Mais ne craignez rien, car il y a de la beauté à l’intérieur de ces murs. Admirez les pittoresques corbeaux qui nichent dans les barbelés et les centaines de souris affamées qui habitent Belmarsh. Et si Vous venez au printemps, Vous pourrez peut-être même apercevoir les canetons pondus par les colverts à l’intérieur de la prison. Mais ne tardez pas, car les souris voraces leur assurent une courte vie.

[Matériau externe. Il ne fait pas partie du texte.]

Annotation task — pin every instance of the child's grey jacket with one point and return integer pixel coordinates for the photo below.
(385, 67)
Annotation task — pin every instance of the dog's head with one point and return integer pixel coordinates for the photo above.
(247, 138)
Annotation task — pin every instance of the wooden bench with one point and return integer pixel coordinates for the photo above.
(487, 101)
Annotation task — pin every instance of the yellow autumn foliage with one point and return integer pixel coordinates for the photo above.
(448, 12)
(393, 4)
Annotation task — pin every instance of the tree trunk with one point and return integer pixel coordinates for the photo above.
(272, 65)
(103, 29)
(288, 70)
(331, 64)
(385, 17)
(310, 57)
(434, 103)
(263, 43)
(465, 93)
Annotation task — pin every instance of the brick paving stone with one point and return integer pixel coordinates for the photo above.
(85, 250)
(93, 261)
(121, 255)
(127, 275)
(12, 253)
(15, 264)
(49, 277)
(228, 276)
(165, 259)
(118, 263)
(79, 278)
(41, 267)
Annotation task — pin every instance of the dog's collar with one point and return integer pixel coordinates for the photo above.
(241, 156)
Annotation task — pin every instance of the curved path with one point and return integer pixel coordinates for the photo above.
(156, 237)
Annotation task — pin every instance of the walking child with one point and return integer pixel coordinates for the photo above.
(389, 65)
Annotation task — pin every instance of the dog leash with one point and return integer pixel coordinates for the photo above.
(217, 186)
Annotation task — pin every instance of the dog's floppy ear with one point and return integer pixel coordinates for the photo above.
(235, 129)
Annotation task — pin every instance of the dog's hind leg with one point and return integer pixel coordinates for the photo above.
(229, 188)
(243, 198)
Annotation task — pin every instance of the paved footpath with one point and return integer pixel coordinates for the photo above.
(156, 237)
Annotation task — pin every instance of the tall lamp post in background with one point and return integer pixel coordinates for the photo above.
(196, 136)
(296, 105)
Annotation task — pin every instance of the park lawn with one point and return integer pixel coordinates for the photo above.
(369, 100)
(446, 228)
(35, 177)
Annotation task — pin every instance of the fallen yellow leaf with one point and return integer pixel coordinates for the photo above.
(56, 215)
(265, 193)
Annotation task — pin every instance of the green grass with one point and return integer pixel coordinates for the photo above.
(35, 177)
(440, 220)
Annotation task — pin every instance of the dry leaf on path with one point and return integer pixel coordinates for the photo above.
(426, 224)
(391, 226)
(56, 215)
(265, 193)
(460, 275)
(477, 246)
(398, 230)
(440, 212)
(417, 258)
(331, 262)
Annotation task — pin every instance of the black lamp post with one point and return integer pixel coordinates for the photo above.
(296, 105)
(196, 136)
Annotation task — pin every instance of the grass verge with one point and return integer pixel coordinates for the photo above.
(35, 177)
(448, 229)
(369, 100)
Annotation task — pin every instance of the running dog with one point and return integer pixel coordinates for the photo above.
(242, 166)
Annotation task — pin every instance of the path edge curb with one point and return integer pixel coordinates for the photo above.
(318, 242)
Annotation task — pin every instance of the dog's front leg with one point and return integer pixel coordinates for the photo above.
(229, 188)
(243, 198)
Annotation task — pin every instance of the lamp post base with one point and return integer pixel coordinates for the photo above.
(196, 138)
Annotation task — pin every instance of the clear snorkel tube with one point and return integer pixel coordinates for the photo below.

Je vous implore, Roi Charles, de visiter la prison de Sa Majesté, Belmarsh, car c’est un honneur digne d’un roi. Alors que Vous entamez votre règne, puissiez-Vous toujours Vous souvenir des mots de la Bible du roi Jacques : « Heureux les miséricordieux, car ils obtiendront miséricorde » (Matthieu 5:7). Et que la miséricorde soit la lumière qui guide Votre royaume, à l’intérieur et à l’extérieur des murs de Belmarsh.